The detection component uses the selected statistical method(s) on all activated diseases and sends notification emails if any alerts are raised. If there are too few data points for a detection algorithm to produce a result -- which is often the case for detection on the subtype level -- this information is written to the log file. The system currently supports four different statistical methods for detection: SaTScan Poisson [7], SaTScan Space-Time Permutation [8], an algorithm developed by Farrington et al. [9], and a simple threshold algorithm. The methods are briefly described below. Three of the four methods are freely available implementations, while the fourth was developed within the project and is included in CASE's source code. For the external programs, input generators and output parsers are also contained within the source code. It is possible to extend the system with additional statistical methods, although this requires a certain familiarity with the Java programming language. We are currently in the process of adding the OutbreakP method [10] to the core package.
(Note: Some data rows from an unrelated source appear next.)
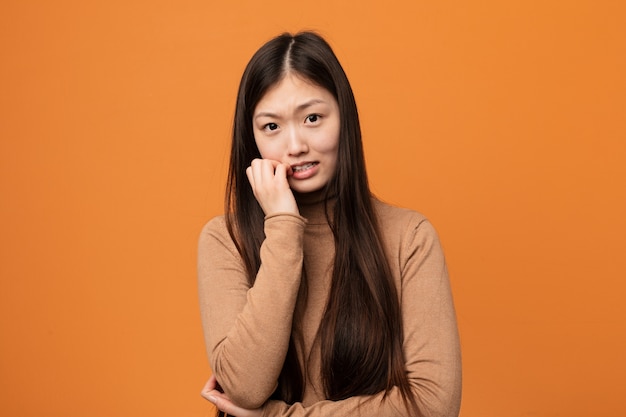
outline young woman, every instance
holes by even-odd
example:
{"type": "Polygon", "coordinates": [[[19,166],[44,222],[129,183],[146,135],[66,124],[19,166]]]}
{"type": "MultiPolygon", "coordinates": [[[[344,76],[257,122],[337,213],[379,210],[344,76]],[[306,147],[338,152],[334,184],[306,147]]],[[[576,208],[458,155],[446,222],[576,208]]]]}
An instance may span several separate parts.
{"type": "Polygon", "coordinates": [[[372,196],[350,84],[318,35],[281,35],[246,67],[226,214],[198,256],[202,395],[222,415],[458,415],[437,235],[372,196]]]}

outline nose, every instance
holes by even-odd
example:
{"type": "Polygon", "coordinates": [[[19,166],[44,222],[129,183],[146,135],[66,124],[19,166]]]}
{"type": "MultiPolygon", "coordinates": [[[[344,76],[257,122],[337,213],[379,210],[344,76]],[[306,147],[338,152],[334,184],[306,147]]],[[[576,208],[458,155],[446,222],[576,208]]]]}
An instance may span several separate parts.
{"type": "Polygon", "coordinates": [[[289,130],[288,135],[288,144],[287,144],[287,153],[290,156],[298,156],[309,151],[309,147],[307,145],[306,137],[297,127],[292,127],[289,130]]]}

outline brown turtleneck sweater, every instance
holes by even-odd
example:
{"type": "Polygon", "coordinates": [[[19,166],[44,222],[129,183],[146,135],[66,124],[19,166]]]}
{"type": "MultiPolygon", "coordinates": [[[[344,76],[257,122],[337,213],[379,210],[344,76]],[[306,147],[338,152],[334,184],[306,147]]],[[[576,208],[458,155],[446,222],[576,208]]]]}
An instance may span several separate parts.
{"type": "MultiPolygon", "coordinates": [[[[461,358],[445,260],[422,215],[373,200],[401,299],[406,370],[423,416],[454,416],[461,401],[461,358]]],[[[383,393],[328,401],[320,379],[317,329],[330,288],[334,241],[323,202],[298,201],[300,216],[265,219],[261,268],[253,287],[223,216],[202,230],[198,253],[200,307],[213,373],[238,406],[264,416],[406,416],[402,397],[383,393]],[[301,271],[306,300],[298,300],[301,271]],[[294,322],[296,305],[303,307],[294,322]],[[291,332],[304,370],[301,403],[268,398],[277,386],[291,332]]]]}

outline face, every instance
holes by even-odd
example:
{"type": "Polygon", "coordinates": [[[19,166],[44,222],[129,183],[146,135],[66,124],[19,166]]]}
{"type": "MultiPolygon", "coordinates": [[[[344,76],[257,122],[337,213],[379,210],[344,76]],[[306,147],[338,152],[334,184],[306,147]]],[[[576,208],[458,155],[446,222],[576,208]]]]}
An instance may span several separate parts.
{"type": "Polygon", "coordinates": [[[317,191],[333,177],[339,105],[328,90],[288,73],[261,98],[252,126],[261,157],[291,167],[292,190],[317,191]]]}

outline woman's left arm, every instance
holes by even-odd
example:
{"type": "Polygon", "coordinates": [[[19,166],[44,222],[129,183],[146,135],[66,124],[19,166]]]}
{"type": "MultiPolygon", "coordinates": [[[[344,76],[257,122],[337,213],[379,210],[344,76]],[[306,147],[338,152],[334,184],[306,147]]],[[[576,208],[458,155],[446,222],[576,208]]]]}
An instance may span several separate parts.
{"type": "MultiPolygon", "coordinates": [[[[461,354],[456,316],[443,251],[437,233],[427,220],[416,220],[401,245],[401,303],[405,366],[417,417],[457,417],[461,403],[461,354]]],[[[219,398],[226,407],[236,407],[219,398]]],[[[235,409],[233,409],[235,410],[235,409]]],[[[238,408],[242,417],[259,416],[257,410],[238,408]],[[244,412],[254,414],[242,414],[244,412]]],[[[233,413],[239,416],[240,414],[233,413]]],[[[320,401],[308,407],[268,401],[264,417],[407,416],[402,395],[393,388],[341,401],[320,401]]]]}

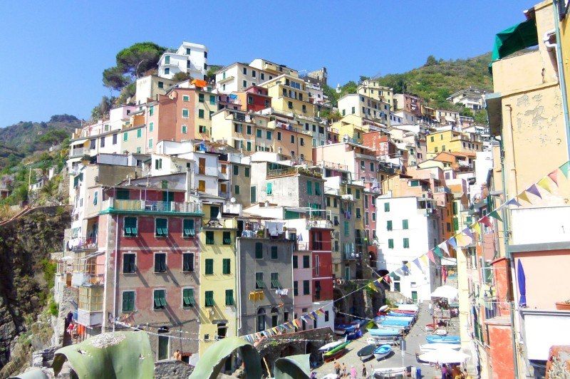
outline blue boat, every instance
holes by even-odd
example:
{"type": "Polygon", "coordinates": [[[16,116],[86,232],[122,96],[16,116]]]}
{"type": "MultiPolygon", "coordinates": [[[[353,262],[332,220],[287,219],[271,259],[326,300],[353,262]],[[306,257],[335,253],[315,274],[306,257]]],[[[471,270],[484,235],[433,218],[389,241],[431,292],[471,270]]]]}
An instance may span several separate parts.
{"type": "Polygon", "coordinates": [[[369,329],[368,332],[370,333],[370,336],[373,336],[374,337],[392,337],[402,334],[401,329],[395,328],[369,329]]]}
{"type": "Polygon", "coordinates": [[[390,351],[392,351],[392,346],[390,345],[382,345],[374,351],[374,358],[376,359],[382,359],[390,354],[390,351]]]}
{"type": "Polygon", "coordinates": [[[428,343],[461,343],[459,336],[426,336],[428,343]]]}

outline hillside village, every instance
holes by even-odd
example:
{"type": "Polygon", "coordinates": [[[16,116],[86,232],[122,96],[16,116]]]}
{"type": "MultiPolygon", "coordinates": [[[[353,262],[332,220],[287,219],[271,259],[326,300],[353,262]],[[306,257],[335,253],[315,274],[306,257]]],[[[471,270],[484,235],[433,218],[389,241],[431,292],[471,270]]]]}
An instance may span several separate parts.
{"type": "MultiPolygon", "coordinates": [[[[521,25],[542,36],[551,6],[521,25]]],[[[270,375],[293,354],[316,367],[335,333],[447,286],[456,296],[434,318],[457,320],[470,373],[542,373],[567,337],[555,309],[569,297],[554,231],[570,165],[553,142],[566,140],[568,104],[549,43],[496,46],[493,90],[462,88],[441,108],[373,78],[353,93],[331,85],[331,99],[324,66],[256,58],[212,73],[204,45],[165,51],[124,104],[75,130],[63,167],[29,183],[31,199],[55,176],[68,187],[58,344],[144,331],[155,360],[193,367],[239,336],[270,375]],[[533,320],[554,326],[541,323],[548,343],[533,320]]],[[[222,372],[242,363],[232,354],[222,372]]]]}

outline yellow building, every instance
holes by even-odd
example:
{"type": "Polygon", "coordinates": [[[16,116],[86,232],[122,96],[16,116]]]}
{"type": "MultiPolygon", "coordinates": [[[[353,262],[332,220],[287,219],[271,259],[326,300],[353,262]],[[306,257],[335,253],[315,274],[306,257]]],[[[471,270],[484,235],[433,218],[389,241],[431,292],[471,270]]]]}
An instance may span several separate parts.
{"type": "Polygon", "coordinates": [[[315,106],[309,101],[305,82],[291,75],[281,75],[260,84],[267,88],[271,108],[277,112],[314,117],[315,106]]]}
{"type": "Polygon", "coordinates": [[[220,338],[237,336],[235,218],[221,217],[222,203],[202,199],[200,233],[200,354],[220,338]]]}
{"type": "MultiPolygon", "coordinates": [[[[348,137],[354,143],[362,143],[364,133],[379,129],[385,130],[379,123],[365,118],[357,115],[346,115],[338,121],[333,123],[331,126],[333,130],[338,133],[341,140],[348,137]]],[[[386,134],[388,134],[388,130],[386,134]]]]}
{"type": "Polygon", "coordinates": [[[442,151],[475,152],[483,151],[483,142],[475,134],[456,130],[435,132],[427,137],[428,157],[432,158],[442,151]]]}
{"type": "Polygon", "coordinates": [[[376,100],[388,103],[390,105],[390,109],[395,110],[394,109],[394,90],[390,87],[380,85],[378,81],[373,79],[363,81],[356,88],[356,93],[376,100]]]}

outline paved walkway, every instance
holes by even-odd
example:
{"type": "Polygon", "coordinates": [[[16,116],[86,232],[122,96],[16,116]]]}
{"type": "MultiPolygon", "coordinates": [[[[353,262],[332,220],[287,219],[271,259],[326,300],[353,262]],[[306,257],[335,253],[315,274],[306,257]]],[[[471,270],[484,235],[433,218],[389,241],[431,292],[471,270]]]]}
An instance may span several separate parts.
{"type": "MultiPolygon", "coordinates": [[[[452,321],[455,321],[455,323],[457,323],[457,318],[453,318],[452,321]]],[[[415,353],[420,353],[420,345],[426,343],[425,336],[427,333],[425,326],[426,324],[431,323],[432,318],[428,310],[428,303],[424,303],[420,306],[420,313],[418,321],[405,337],[406,351],[404,353],[404,364],[402,364],[402,354],[399,346],[397,345],[393,346],[392,347],[393,352],[388,355],[387,358],[378,361],[373,358],[364,363],[364,364],[366,365],[366,370],[368,375],[370,376],[373,368],[396,368],[404,365],[419,367],[422,371],[423,378],[430,379],[432,378],[441,378],[440,370],[436,370],[433,366],[430,367],[428,365],[419,363],[415,358],[415,353]]],[[[454,325],[452,325],[448,329],[449,334],[457,334],[457,328],[454,326],[454,325]]],[[[348,352],[338,358],[338,360],[341,365],[342,365],[343,363],[346,365],[347,374],[350,374],[351,365],[353,365],[358,373],[357,378],[362,378],[363,362],[361,361],[360,358],[356,355],[356,353],[366,345],[366,339],[369,337],[370,333],[367,332],[358,340],[353,341],[348,346],[348,352]]],[[[323,378],[327,374],[334,373],[333,364],[333,362],[328,362],[314,370],[314,371],[317,373],[317,378],[323,378]]]]}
SaTScan is a freely available spatial, temporal and space-time data analysis platform [11]. Two algorithms from this application are used in CASE: SaTScan Poisson which uses the discrete Poisson SaTScan model to search for spatial clusters and SaTScan Space-Time Permutation, which searches for spatio-temporal clusters. Both models are applied to data at the county-level resolution. The population data required by SaTScan Poisson are obtained from Statistics Sweden [12]. The SaTScan Poisson parser, developed specifically for CASE, raises an alert if a detected cluster ends within the last week.
The third detection method was developed by, and is in regular use at the Health Protection Agency in England and Wales [9]. In CASE, we use the surveillance R-package implementation [13] of the method and we refer to it as the Farrington algorithm. The algorithm is used on data aggregated at the national level, to investigate if the current disease incidence exceeds that of the reference data from previous years. The CASE parser for the Farrington output ensures that an alert is sent only if an exceedance occurred during the last two weeks. The required window size is implemented as a sliding window of seven days and detection is performed daily.
The threshold algorithm is used to generate alerts when the number of cases for a particular disease rises above a manually defined value, with the number of cases aggregated at the national level.
For all methods, as long as an outbreak is ongoing according to the results of the statistical analysis, a new alert is raised every night. Figure 3 shows an alert email that is sent to the recipients of "MRSA infection". The graph is automatically generated by the detection component and shows all computed alarms on the x-axis. The computed threshold is denoted by the blue curve (the graph in Figure 3 was generated using simulated data). The email also includes a brief description of the algorithm that generated the alarm.